Wie lange werden die im Rahmen erkennungsdienstlicher Maßnahmen erhobenen Daten gespeichert?

Die Dauer der Speicherung erkennungsdienstlicher Daten richtet sich nach dem Verhältnismäßigkeitsgrundsatz sowie spezialgesetzlichen Regelungen (z. B. § 81e StPO, § 44 Bundesdatenschutzgesetz, Polizeigesetze der Länder). Maßgeblich ist, ob und wann die weitere Speicherung noch notwendig ist. Mit rechtskräftigem Abschluss eines Strafverfahrens, insbesondere bei Freispruch oder Einstellung, ist regelmäßig zu prüfen, ob die gespeicherten Daten noch erforderlich sind. Spätestens dann, wenn die Zwecke der Datenspeicherung – etwa zur Aufklärung oder Verfolgung zukünftiger Straftaten – entfallen sind, müssen die Daten gelöscht werden. Die betroffene Person hat einen Anspruch auf Überprüfung der Erforderlichkeit und kann die Löschung beantragen; über die Löschung entscheidet in der Regel die speichernde Behörde.

Haben Betroffene die Möglichkeit, sich gegen erkennungsdienstliche Maßnahmen zu wehren?

Betroffene können sich gegen die Anordnung und Durchführung erkennungsdienstlicher Maßnahmen rechtlich zur Wehr setzen. Dies ist zunächst durch Einlegen eines Widerspruchs oder einer förmlichen Beschwerde gemäß § 304 StPO gegen die Anordnung möglich. Die Anfechtung kann vor der zuständigen Staatsanwaltschaft oder dem Gericht (Amtsgericht) erfolgen. Im Vorfeld kann auch Akteneinsicht beantragt werden, um die Grundlage der Maßnahme zu überprüfen. Ergibt sich keine Abhilfe, besteht weiterhin die Möglichkeit eines verwaltungsgerichtlichen Verfahrens, insbesondere bei präventiven Maßnahmen auf Grundlage der Polizeigesetze der Länder. Die Wirksamkeit des Rechtsmittels hängt unter anderem davon ab, ob die Maßnahme bereits vollzogen wurde oder noch bevorsteht.

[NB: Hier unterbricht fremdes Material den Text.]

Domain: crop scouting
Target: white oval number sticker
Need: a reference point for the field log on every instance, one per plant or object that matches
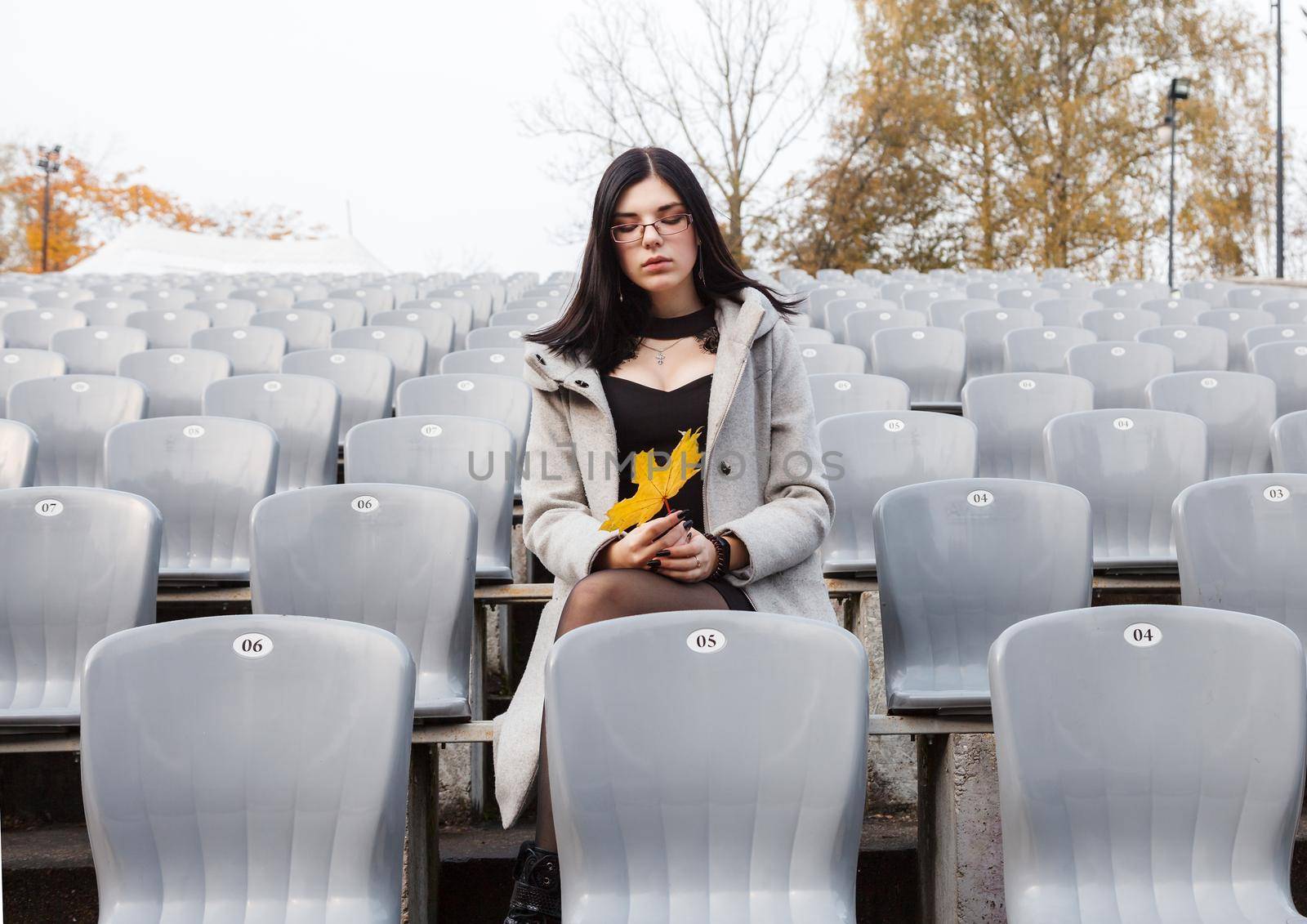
(1143, 634)
(50, 507)
(706, 641)
(252, 645)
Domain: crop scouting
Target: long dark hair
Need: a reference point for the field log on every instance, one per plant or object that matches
(599, 328)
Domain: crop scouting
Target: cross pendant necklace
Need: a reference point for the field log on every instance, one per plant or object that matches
(660, 355)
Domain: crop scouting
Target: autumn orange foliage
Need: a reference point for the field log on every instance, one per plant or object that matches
(87, 208)
(655, 485)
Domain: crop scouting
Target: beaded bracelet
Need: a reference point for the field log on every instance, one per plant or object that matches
(723, 556)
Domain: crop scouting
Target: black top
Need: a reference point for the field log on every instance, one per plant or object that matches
(651, 418)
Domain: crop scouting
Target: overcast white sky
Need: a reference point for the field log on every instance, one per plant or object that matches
(407, 109)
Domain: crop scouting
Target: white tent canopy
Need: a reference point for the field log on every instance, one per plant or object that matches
(158, 250)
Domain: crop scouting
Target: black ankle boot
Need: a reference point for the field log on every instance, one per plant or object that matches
(535, 889)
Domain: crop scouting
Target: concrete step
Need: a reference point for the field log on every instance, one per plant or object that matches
(49, 877)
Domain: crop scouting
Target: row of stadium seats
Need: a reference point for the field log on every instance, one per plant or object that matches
(958, 561)
(300, 770)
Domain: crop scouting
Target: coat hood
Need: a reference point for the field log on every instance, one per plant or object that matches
(546, 370)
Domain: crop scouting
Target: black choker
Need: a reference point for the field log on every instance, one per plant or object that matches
(681, 326)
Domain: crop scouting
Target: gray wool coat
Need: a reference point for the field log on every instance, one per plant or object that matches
(762, 477)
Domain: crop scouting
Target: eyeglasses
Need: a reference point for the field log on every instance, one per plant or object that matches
(667, 225)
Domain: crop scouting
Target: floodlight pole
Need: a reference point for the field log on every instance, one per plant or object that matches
(1280, 143)
(1170, 221)
(49, 163)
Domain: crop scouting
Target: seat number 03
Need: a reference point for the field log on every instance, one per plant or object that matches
(706, 641)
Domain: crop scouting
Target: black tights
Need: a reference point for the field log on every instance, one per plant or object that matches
(608, 595)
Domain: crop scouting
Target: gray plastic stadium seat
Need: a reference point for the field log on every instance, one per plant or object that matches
(110, 311)
(1274, 333)
(1208, 290)
(1065, 311)
(365, 379)
(176, 378)
(871, 453)
(1124, 296)
(97, 350)
(80, 564)
(404, 346)
(1242, 542)
(305, 328)
(21, 365)
(834, 394)
(165, 298)
(1289, 442)
(1250, 298)
(529, 318)
(267, 298)
(931, 359)
(1285, 364)
(1235, 324)
(71, 416)
(1042, 349)
(510, 337)
(435, 324)
(374, 300)
(1238, 409)
(17, 455)
(949, 313)
(1024, 297)
(344, 311)
(840, 310)
(1121, 370)
(457, 309)
(1285, 310)
(1157, 783)
(204, 475)
(225, 311)
(276, 780)
(1119, 323)
(783, 841)
(494, 361)
(1195, 348)
(170, 329)
(960, 561)
(252, 349)
(472, 457)
(399, 557)
(1010, 412)
(34, 327)
(492, 396)
(984, 333)
(1131, 464)
(1176, 310)
(862, 326)
(304, 411)
(840, 359)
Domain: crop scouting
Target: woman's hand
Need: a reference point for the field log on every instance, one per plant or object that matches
(692, 561)
(644, 544)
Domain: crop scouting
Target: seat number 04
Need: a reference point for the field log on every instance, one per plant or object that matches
(706, 641)
(1143, 634)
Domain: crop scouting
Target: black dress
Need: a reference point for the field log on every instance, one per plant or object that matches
(651, 418)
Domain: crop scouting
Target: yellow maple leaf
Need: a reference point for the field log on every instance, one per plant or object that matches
(655, 485)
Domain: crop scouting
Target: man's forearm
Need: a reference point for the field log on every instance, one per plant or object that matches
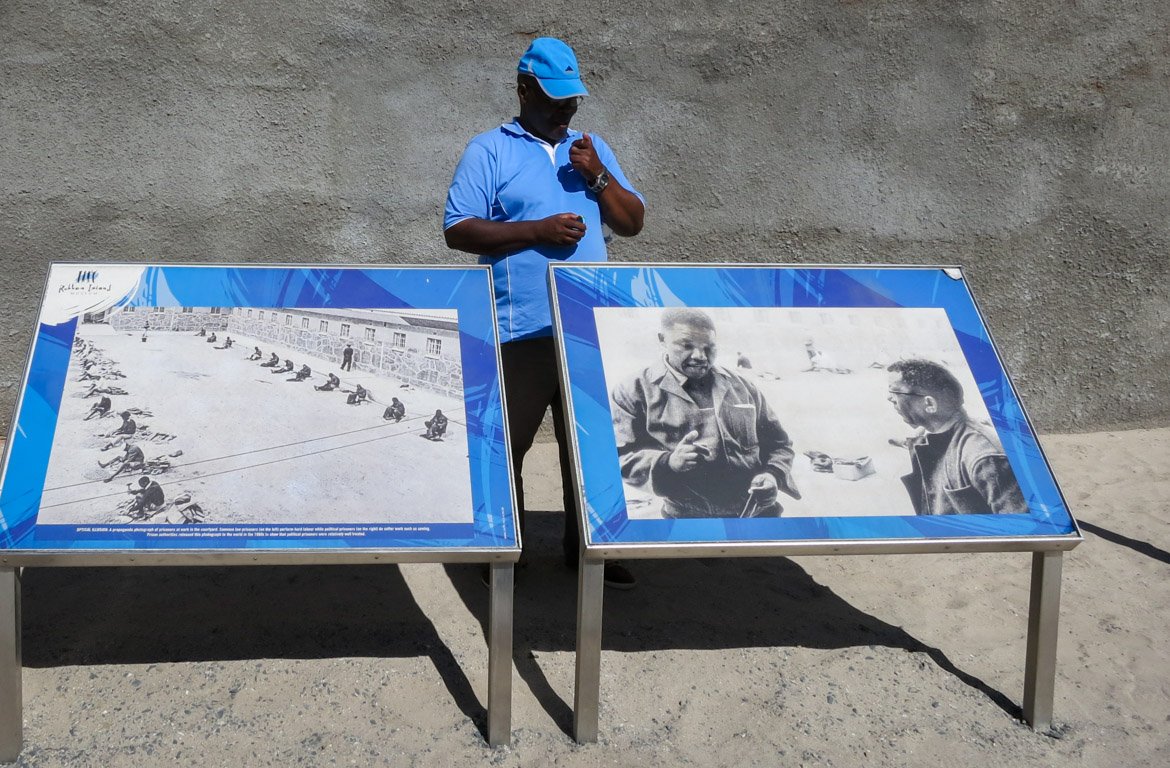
(621, 210)
(486, 238)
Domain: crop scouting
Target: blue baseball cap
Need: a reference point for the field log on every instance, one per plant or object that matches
(553, 64)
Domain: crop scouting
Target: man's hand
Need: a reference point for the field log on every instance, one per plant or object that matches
(561, 230)
(768, 484)
(764, 486)
(584, 158)
(687, 454)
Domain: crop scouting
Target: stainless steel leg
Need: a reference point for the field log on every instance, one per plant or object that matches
(590, 587)
(500, 648)
(11, 711)
(1044, 615)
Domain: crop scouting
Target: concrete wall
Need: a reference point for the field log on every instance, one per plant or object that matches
(1029, 142)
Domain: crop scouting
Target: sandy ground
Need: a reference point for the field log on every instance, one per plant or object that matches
(253, 446)
(894, 660)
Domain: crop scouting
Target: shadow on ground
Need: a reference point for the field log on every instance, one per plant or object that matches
(80, 616)
(707, 604)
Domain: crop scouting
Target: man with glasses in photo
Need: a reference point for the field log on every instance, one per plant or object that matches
(525, 193)
(958, 466)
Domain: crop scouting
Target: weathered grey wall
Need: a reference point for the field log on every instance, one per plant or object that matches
(1029, 142)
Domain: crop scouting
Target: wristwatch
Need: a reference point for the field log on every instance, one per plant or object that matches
(600, 182)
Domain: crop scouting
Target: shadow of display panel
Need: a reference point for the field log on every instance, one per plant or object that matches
(811, 408)
(234, 408)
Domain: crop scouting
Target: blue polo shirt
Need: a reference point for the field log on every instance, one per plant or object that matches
(508, 175)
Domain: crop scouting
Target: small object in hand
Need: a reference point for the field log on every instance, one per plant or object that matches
(820, 461)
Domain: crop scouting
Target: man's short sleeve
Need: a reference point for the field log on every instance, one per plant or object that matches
(473, 187)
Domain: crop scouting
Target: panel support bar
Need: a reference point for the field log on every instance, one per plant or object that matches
(587, 692)
(11, 701)
(1040, 664)
(500, 651)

Unter welchen Voraussetzungen kann die Polizei einen Zwang zur Durchführung erkennungsdienstlicher Maßnahmen anwenden?

Die Anwendung von Zwang zur Durchsetzung erkennungsdienstlicher Maßnahmen ist nur dann zulässig, wenn die betroffene Person sich der Anordnung widersetzt oder die Mitwirkung verweigert. Hierbei müssen die Voraussetzungen der jeweiligen Eingriffsnorm – insbesondere § 81b StPO oder die spezialgesetzlichen Regelungen der Länder – sowie die Vorschriften des unmittelbaren Zwangs (§§ 70 ff. StPO bzw. Polizei- und Ordnungsgesetze) eingehalten werden. Die Zwangsanwendung muss verhältnismäßig sein, das heißt, sie darf kein unangemessenes Mittel darstellen und ist nur zulässig, wenn mildere Mittel nicht erfolgreich sind. Bestehen medizinische Bedenken gegen die zwangsweise Anwendung, müssen diese im Rahmen der Verhältnismäßigkeitsprüfung berücksichtigt werden. Für bestimmte Eingriffe, wie die Entnahme von Blutproben, ist außerdem eine ärztliche Durchführung vorgeschrieben.